A stringent tardive dyskinesia analysis from the schizophrenia sample participating in the one-year study is also available.(18) Five of 530 subjects (0.9%) without dyskinesia at baseline met predefined tardive dyskinesia criteria.

Finally, a part of the long-term sample was evaluated with regard to healthcare resource utilisation. The main findings included a significant decrease of hospitalisation days and outpatient consultations, which led to the hypothesis that LAIR will, in the long run, decrease healthcare costs for schizophrenia patients.(19)

Two reports from UK prescription audits complement the available evidence. Taylor et al evaluated prescriptions written for patients in the South London and Maudsley NHS Trust and reported a significant improvement of CGI scores compared with the pretreatment period.(20) They also found a considerable reduction in antipsychotic coprescriptions and judged LAIR as “moderately effective in clinical practice as judged by attrition from treatment”.

Patel et al attempted to find prognostic indicators for early discontinuation of LAIR and found that patients who were switched from an oral antipsychotic to LAIR were more likely to discontinue this drug than those who had previously been treated with a depot neuroleptic.(21) Whether this report was derived from the same sample as the one by Taylor et al20 is not clearly explained.

Conclusion
Risperidone is currently the only new-generation antipsychotic available as a sustained-release preparation. Available evidence suggests that it is an important addition to the therapeutic measures for the long-term management of schizophrenia patients. It may even have efficacy and safety advantages over oral risperidone.

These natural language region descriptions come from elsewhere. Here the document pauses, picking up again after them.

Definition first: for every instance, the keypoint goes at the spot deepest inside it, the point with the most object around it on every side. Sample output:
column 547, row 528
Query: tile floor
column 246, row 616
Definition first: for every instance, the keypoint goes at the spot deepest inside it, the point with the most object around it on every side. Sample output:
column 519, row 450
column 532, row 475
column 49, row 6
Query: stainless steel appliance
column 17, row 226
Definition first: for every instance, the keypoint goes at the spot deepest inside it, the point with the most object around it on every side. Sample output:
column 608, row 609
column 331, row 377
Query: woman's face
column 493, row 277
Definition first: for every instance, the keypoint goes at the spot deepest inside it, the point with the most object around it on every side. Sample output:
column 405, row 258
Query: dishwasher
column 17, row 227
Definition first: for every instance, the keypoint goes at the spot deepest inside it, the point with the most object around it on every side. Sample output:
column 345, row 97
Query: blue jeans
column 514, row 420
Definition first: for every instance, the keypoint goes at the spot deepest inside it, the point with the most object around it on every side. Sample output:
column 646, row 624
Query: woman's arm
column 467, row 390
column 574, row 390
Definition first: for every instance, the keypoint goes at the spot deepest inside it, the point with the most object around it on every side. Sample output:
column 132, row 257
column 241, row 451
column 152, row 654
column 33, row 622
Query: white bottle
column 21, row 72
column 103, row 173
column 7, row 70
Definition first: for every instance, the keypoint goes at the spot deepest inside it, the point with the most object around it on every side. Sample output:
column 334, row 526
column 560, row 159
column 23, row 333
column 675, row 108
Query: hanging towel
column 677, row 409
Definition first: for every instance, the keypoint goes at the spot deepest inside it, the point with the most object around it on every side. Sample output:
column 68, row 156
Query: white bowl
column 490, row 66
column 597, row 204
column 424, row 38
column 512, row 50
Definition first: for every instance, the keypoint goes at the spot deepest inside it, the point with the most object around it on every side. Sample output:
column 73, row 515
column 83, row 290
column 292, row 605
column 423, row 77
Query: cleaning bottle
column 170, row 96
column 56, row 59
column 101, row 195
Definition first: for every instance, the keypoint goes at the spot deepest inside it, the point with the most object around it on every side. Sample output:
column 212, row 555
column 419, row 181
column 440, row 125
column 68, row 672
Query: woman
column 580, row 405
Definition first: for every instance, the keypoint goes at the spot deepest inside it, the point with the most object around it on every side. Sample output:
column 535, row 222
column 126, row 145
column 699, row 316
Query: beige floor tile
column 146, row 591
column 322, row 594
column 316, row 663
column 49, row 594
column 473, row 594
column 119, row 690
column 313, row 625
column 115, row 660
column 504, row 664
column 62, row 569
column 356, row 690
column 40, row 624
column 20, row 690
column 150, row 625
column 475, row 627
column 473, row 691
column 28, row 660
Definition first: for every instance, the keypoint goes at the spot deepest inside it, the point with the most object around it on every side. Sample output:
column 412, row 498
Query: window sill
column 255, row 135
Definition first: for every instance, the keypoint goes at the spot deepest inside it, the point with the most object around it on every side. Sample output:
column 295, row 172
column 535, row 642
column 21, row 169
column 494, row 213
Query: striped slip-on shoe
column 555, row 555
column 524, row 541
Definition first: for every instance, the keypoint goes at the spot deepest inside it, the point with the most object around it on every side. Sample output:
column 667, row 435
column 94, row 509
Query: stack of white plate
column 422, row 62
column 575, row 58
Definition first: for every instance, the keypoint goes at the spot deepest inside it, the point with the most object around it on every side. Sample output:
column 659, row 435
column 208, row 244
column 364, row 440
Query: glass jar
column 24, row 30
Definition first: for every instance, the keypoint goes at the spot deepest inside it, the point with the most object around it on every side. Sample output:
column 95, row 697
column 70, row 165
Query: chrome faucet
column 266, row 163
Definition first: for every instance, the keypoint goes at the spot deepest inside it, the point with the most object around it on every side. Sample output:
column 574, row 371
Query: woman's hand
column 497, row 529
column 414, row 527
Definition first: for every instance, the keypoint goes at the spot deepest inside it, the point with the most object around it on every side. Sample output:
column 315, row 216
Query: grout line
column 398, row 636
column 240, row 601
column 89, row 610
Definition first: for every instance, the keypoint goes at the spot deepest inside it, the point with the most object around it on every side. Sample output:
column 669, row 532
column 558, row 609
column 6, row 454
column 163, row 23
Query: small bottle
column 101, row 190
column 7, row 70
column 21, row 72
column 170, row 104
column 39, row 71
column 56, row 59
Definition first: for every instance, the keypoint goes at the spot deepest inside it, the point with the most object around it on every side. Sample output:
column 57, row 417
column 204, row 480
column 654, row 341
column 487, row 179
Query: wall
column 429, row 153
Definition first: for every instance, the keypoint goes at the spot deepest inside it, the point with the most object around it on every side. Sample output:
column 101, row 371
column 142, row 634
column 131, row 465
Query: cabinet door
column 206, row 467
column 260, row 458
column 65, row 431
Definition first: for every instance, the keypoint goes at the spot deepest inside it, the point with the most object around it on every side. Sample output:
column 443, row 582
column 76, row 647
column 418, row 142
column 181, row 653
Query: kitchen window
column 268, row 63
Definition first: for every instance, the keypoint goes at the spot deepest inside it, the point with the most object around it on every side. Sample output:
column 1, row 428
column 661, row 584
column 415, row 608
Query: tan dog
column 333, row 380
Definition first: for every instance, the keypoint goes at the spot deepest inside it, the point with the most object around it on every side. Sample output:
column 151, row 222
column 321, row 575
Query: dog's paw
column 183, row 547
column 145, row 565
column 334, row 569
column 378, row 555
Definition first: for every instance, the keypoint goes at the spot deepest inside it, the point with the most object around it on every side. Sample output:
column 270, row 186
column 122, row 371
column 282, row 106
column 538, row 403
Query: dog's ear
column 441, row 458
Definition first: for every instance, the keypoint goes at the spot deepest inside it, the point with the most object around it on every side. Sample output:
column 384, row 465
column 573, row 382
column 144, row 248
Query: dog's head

Published reports stem almost exclusively from the development programme sponsored by the drug’s manufacturer. A number of issues need to be resolved in future studies, such as the pharmacokinetic properties of LAIR, which seem to make a prolongation of the injection interval to at least three, or maybe four, weeks possible. Furthermore, a double-blind, direct comparison of LAIR with conventional depot formulations with a main focus on (cost) effectiveness would provide an important additional perspective. Finally, the potential for dose increases in the case of symptoms resistant to 50mg injections and for dose decreases in the case of first episode or elderly patients needs to be explored further. Hopefully, positive results from such studies would help to overcome the reluctance of doctors and patients to use long-acting injectable medications, which provide considerable advantages in monitoring compliance in schizophrenic patients.

References

  1. Möller HJ. Expert Opin Pharmacother 2005;6:803-18.
  2. Eerdekens M, et al. Schizophr Res 2004;70:91-100.
  3. Castberg I, Spigset O. Ther Drug Monit 2005;27:103-6.
  4. Gefvert O, et al. Int J Neuropsychopharmacol 2005;8:27-36.
  5. Kane JM, et al. Am J Psychiatry 2003;160:1125-32.
  6. Chue P, et al. Eur Neuropsychopharmacol 2005;15:111-7.
  7. Turner M, et al. Int Clin Psychopharmacol 2004;19:241-9.
  8. Lindenmayer JP, et al. J Clin Psychiatry 2004;65:1084-9.
  9. Fleischhacker WW, et al. J Clin Psychiatry 2003;64:1250-7.
  10. Möller HJ, et al. Int Clin Psychopharmacol 2005;20:121-30.
  11. Nasrallah HA, et al. J Clin Psychiatry 2004;65:531-6.
  12. Fleischhacker WW, et al. Br J Psychiatry In press 2005.
  13. Lasser RA, et al. Eur Psychiatry 2004;19:219-25.
  14. van Os J, et al. Int Clin Psychopharmacol 2004;19:229-32.
  15. Lasser RA, et al. Int J Neuropsychopharmacol 2005;8:427-38.
  16. Lasser RA, et al. Int J Geriatr Psychiatry 2004;19:898-905.
  17. Lasser R, et al. J Affect Disord 2004;83:263-75.
  18. Gharabawi GM, et al. Schizophr Res 2005; epub ahead of print.
  19. Leal A, et al. Pharmacoepidemiol Drug Saf 2004;13:811-6.
  20. Taylor DM, et al. J Clin Psychiatry 2004;65:1076-83.
  21. Patel MX, et al. Int Clin Psychopharmacol 2004;19:233-9.